Why do you want the message data anyway?

I was using the data to look up which task just got split away
from the parent. Judging by Chuck Ebbert's email, I'm not the
only person to expect the data to be valid.

> The forced exits show up, oddly. I see one for each task,
> except for the task which called execve(). The task calling
> execve() will silently go away. The leader task, despite
> being reported as dead, returns from execve. Ouch. It would
> be much more friendly to have the task calling execve()
> send a (new) PTRACE_EVENT_TID_CHANGE message with the new ID
> as the ptrace_message. If this is the very last message sent
> by the task doing execve and is made to arrive in proper order,
> the debugger can renumber the structures it uses to track tasks.
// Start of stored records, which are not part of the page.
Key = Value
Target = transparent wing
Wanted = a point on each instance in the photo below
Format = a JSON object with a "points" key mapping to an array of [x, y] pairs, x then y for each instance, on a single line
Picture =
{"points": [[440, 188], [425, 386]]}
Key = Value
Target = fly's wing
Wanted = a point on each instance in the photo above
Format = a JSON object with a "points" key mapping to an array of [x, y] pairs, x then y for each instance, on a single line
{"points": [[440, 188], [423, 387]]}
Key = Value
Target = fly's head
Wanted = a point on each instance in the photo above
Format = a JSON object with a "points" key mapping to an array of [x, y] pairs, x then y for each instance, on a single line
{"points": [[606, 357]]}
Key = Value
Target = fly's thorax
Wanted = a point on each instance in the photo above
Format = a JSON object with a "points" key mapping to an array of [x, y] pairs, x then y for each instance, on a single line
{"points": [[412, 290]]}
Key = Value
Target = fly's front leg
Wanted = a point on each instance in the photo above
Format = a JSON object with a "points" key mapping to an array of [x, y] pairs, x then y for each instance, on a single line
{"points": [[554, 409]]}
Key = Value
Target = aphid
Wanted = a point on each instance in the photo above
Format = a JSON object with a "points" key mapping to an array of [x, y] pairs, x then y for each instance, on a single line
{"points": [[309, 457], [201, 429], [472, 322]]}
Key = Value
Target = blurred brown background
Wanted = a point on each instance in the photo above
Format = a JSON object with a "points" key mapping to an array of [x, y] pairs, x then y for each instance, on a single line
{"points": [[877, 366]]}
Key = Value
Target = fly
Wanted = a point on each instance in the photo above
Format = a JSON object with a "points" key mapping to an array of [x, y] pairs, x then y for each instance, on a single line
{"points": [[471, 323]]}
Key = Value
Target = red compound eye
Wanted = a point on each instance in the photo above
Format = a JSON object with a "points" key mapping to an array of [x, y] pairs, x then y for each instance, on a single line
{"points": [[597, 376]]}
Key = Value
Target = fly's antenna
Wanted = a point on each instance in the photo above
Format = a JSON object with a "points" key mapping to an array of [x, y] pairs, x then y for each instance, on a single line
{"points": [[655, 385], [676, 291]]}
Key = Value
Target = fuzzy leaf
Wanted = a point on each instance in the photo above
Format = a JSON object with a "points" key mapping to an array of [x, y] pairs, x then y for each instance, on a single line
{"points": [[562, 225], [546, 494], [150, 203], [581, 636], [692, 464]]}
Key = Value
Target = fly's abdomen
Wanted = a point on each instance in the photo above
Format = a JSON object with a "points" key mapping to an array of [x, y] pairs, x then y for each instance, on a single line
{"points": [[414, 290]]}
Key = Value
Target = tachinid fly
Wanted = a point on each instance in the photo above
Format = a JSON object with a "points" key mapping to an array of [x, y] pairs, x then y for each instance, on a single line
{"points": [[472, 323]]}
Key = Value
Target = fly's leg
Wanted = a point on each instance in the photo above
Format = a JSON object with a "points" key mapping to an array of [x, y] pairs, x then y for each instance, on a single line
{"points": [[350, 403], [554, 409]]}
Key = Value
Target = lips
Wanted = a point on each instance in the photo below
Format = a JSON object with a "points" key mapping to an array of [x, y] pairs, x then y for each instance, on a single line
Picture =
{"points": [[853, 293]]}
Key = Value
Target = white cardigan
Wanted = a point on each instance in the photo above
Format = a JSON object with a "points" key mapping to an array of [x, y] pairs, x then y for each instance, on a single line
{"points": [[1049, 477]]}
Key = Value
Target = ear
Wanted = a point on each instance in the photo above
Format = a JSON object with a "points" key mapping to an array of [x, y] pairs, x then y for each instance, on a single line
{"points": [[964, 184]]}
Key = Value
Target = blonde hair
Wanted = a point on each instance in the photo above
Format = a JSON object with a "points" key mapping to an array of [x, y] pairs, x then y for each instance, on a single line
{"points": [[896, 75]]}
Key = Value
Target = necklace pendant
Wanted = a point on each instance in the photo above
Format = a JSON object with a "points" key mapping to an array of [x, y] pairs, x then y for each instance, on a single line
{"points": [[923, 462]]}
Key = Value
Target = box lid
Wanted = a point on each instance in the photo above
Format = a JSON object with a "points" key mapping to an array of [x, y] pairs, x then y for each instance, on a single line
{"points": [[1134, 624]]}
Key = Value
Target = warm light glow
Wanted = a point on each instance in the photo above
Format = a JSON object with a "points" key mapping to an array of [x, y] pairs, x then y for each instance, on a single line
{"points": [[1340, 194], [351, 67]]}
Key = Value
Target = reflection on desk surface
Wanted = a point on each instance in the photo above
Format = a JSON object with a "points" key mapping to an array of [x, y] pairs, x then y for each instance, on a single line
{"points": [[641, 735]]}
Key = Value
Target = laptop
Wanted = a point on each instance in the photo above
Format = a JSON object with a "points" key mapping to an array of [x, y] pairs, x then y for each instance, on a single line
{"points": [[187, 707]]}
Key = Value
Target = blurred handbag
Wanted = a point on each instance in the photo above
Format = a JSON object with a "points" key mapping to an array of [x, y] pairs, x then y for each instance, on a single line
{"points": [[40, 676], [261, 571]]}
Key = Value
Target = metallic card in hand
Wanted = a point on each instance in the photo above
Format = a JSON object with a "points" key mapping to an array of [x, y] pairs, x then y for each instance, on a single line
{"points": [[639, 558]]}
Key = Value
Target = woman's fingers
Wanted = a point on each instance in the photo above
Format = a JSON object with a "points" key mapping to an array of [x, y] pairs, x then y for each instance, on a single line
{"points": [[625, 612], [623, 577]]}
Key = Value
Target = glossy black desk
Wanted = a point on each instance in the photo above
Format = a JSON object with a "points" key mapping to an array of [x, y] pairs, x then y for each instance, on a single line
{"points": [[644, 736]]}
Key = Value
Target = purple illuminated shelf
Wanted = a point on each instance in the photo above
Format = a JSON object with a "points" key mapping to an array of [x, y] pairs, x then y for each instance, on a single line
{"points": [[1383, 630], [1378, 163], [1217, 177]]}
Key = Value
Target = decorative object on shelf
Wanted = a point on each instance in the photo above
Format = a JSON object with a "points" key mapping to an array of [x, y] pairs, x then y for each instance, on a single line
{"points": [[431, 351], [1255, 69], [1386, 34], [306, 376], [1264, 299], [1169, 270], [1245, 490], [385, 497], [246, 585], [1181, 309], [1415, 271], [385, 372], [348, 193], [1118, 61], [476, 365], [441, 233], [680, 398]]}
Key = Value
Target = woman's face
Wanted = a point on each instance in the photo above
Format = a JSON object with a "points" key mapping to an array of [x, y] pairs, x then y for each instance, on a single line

Or just present things as if the leader task did the execve, which is
effectively what happens, and what I thought would happen for ptrace

That makes things even weirder. A successful execve done in one
thread appears to be done by another (which might not be
traced if the debugger was a bit odd), while a failing execve
appears... where?

> Note that the new unshare() system call will need to send
> ptrace events for all tasks affected. Sending the event from
> one task is no good because the event might arrive after the
> debugger has responded to some other task. Consider breakpoints
> in a shared mm, with the mm suddenly becoming unshared.

The interface was never designed to handle unsharing. I don't really
think it should be extended to; whoever needs this functionality should
design something cleaner for utrace.

I'm not sure utrace will be accepted. (many ptrace alternatives
have been born and died over the years) Even if utrace does get
accepted, initially we only get:

1. a clean-up that provides hope for the future
2. a hopefully-compatible ptrace on top of utrace
3. some sort of demo interface

That alone won't replace ptrace.

> There is also no way to find all the tasks which share an mm.
> This is needed so that tasks don't die if the debugger attaches
> to a pre-existing task and sets a breakpoint.

Ditto. In practice, thread groups or LinuxThreads libthread_db suffice
for daily use.

> The /proc/*/auxv files don't work immediately after starting
> a process via the usual fork,PTRACE_TRACEME,exec method.
> One has to wait some undetermined amount of time.

I have no idea what this refers to, sorry.

Never mind. I need to use vfork to ensure that the debugger
does not run until the child has done execve. Hopefully the
vfork wake-up won't happen before /proc/*/auxv is ready.
(doing a wait is awkward: I want the data before I enter my
main debugger loop, but the main debugger loop is based on
waitpid and will thus hang if the event is eaten early)

> PTRACE_GETSIGINFO has 0x0605 as si_code when a process exits.
> This is not defined anywhere.

It's garbage. PTRACE_GETSIGINFO is only valid after the process stops
with a signal.

The process does indeed stop with a signal. It gets SIGTRAP
as part of sending the ptrace event.